Sūn Fù 孫復
Style name Míngfù 明復, by which he was usually called; also known as Tàishān xiānshēng 泰山先生 from his decades of seclusion teaching at Tàishān 泰山. Native of Píngyáng 平陽 in Jìnzhōu 晉州 (modern Shānxī). One of the Sòng chū sān xiānshēng 宋初三先生 — the “three masters of the early Sòng” — together with Hú Yuán 胡瑗 (993–1059) and Shí Jiè 石介 (1005–1045); a foundational figure of the Confucian revival that culminated in Dàoxué 道學. The Sòng shǐ rúlín zhuàn (juan 432) gives him a full biography.
Sūn failed the jìnshì examinations four times in his youth and after the fourth failure (around 1024) withdrew to teach privately at Tàishān. The Tàishānshūyuàn 泰山書院 he established there became one of the most influential of the early Northern-Sòng private academies. His pupils included Shí Jiè (his foremost disciple), Wén Yànbó 文彥博 (1006–1097), Hán Qí 韓琦 (1008–1075), and Sòng Qí 宋祁 (998–1061). Was eventually summoned to court by Fàn Zhòngyān 范仲淹 in the Qìnglì 慶歷 era (early 1040s) and given a junior post in the Guózǐjiān 國子監 as Zhíjiǎng 直講 (Lecturer); rose only to Tàichángjìjiǔ 太常祭酒 and Diānzhōngchéng 殿中丞.
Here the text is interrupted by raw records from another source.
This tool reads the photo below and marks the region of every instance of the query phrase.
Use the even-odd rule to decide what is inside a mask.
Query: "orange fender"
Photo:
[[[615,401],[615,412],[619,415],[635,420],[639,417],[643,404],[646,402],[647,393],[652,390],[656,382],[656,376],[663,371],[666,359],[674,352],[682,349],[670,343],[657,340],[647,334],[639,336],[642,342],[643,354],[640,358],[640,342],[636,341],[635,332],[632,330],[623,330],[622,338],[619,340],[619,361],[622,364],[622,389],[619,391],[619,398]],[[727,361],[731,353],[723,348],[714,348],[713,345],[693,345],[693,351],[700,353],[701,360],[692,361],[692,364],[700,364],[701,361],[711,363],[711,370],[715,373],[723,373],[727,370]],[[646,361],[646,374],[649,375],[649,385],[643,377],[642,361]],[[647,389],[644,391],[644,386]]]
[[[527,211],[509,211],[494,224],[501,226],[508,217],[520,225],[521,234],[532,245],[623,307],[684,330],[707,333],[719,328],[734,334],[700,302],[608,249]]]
His intellectual work centred on the Chūnqiū. The Chūnqiū zūn wáng fā wéi KR1e0018 in fifteen juan (now twelve, with the three-juan Zǒng lùn lost) was completed in 1057 just before his death, with assistance from his pupil Zǔ Wúzé 祖無擇 dispatched by Hán Qí. He also produced a Yì shuō 易說 in sixty-four hexagram chapters (lost) and a collected literary works Suī yáng zǐ jí 睢陽子集 in ten juan (largely lost).
Sūn Fù’s Chūnqiū hermeneutics — direct reading of the jīng without recourse to the three commentaries; rigorist yǒu biǎn wú bāo 有貶無襃 (“only blame, no praise”) interpretation — built on the Tang-era Lù Chún 陸淳 (KR1e0013) and opened the Northern-Sòng xīnyì movement that runs through Liú Chǎng KR1e0021 to Hú Ānguó KR1e0036. Cháng Zhì’s 常秩 famous criticism — that Sūn’s reading was “Shāng Yāng’s law: those who throw ash on the road are punished, those who walk over six chǐ are executed” — captures the severity that defines his school. Wilkinson’s Chinese History: A New Manual §28.7.3 names Sūn as the founding figure of the Tang–Sòng Confucian revival proper.
Buried at his family seat in Yùnzhōu 鄆州 (modern Shāndōng); Ōuyáng Xiū 歐陽修 wrote the Sūn Fù mùzhì míng 孫復墓誌銘. CBDB id 19670.